Meet 1265 Pilsner, one of Left Hand Brewing’s latest additions to its year-round lineup.

“We had Polestar for ages, and, sadly, that beer was discontinued, and we had a lull with no pilsner,” Jeff Joslin, director of brewing for Left Hand, says. “That was a sad time.”

Polestar Pilsner, a German-style pilsner made with pilsner malt, magnum, Mt. Hood and sterling hops, was a Left Hand classic for years. But tastes change, and classic hops like magnum aren’t in vogue these days.

“Polestar was a different style of pilsner than the kind of pilsner that’s popular today,” Joslin says. “So 1265 is a lot more approachable, crushable, drinkable—whatever adjective you want to use to describe that element.”

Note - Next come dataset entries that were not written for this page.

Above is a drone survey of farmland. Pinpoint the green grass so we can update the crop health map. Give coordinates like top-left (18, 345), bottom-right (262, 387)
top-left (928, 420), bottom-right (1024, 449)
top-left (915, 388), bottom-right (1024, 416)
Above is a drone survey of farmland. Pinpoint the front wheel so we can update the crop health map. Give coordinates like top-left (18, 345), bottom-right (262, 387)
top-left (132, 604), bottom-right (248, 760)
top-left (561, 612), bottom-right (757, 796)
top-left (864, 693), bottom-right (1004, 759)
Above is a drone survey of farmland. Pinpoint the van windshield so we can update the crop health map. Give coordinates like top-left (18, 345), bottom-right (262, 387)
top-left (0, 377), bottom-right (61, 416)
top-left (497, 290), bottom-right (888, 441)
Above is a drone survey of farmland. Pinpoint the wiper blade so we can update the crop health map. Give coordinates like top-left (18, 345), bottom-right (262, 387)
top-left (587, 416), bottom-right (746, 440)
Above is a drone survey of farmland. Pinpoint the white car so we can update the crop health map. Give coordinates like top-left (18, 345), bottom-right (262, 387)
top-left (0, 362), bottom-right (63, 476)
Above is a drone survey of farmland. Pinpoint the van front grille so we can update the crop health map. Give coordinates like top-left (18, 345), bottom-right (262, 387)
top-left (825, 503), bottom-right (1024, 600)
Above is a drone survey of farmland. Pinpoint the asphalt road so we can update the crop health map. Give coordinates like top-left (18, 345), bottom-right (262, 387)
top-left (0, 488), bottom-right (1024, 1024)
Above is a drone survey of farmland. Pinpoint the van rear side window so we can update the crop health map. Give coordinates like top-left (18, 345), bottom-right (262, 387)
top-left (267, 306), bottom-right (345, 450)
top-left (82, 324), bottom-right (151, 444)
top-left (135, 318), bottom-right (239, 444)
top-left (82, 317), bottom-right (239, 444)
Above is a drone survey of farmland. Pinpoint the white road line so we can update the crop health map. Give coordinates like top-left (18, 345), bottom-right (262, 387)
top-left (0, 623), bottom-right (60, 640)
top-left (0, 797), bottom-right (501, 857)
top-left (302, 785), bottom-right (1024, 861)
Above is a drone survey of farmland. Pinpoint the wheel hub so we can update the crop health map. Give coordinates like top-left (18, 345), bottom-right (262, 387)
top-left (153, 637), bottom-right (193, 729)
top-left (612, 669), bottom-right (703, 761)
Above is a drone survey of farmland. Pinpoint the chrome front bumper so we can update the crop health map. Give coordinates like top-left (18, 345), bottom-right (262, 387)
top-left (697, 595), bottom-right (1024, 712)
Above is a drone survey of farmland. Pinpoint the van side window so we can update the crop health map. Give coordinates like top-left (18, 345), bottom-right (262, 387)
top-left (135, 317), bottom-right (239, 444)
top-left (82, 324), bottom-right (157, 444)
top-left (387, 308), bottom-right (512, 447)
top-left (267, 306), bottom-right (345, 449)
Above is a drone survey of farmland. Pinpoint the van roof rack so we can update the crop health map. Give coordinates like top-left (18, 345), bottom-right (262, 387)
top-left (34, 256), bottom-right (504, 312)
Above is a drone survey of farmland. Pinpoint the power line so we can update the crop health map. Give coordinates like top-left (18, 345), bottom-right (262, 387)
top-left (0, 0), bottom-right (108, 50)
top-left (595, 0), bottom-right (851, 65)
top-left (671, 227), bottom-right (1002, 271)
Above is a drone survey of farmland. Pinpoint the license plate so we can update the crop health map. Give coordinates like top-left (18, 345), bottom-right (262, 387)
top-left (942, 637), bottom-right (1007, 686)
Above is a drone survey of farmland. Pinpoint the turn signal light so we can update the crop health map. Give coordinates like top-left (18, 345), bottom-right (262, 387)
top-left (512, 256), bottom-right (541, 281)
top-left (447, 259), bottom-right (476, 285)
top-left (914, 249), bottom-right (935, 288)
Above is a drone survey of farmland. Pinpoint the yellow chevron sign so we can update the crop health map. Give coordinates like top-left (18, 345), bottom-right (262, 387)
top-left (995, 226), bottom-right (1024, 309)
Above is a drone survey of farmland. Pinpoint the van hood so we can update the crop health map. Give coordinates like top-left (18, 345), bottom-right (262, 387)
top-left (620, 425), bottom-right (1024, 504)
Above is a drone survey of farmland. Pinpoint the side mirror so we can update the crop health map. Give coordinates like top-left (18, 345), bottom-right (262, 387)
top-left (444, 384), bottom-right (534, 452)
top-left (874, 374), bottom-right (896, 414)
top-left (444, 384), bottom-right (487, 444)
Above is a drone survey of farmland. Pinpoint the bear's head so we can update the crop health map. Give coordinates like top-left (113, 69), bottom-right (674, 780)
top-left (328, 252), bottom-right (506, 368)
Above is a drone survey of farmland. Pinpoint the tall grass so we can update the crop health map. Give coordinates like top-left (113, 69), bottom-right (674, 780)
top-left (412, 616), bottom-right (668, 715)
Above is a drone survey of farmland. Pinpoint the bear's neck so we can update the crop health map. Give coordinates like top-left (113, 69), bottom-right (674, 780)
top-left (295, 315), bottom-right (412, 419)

From a base of classic pilsner malt of 2-row barley grown in the San Luis Valley in southcentral Colorado, 1265 is hopped with sterling, “as an homage to Polestar,” Joslin says, “Cascade for the classic craft beer profile . . . and then citra brings the new sexy.”

1265 clocks in at 5.2 percent alcohol by volume—so you can drink a couple without falling on your face—and 23 international bittering units, which keeps your palate alive and well. 

“We got a lot of faith in it,” Joslin says. “We love the beer, and we think if people try it, they’re gonna love it too.”

Easier said than done.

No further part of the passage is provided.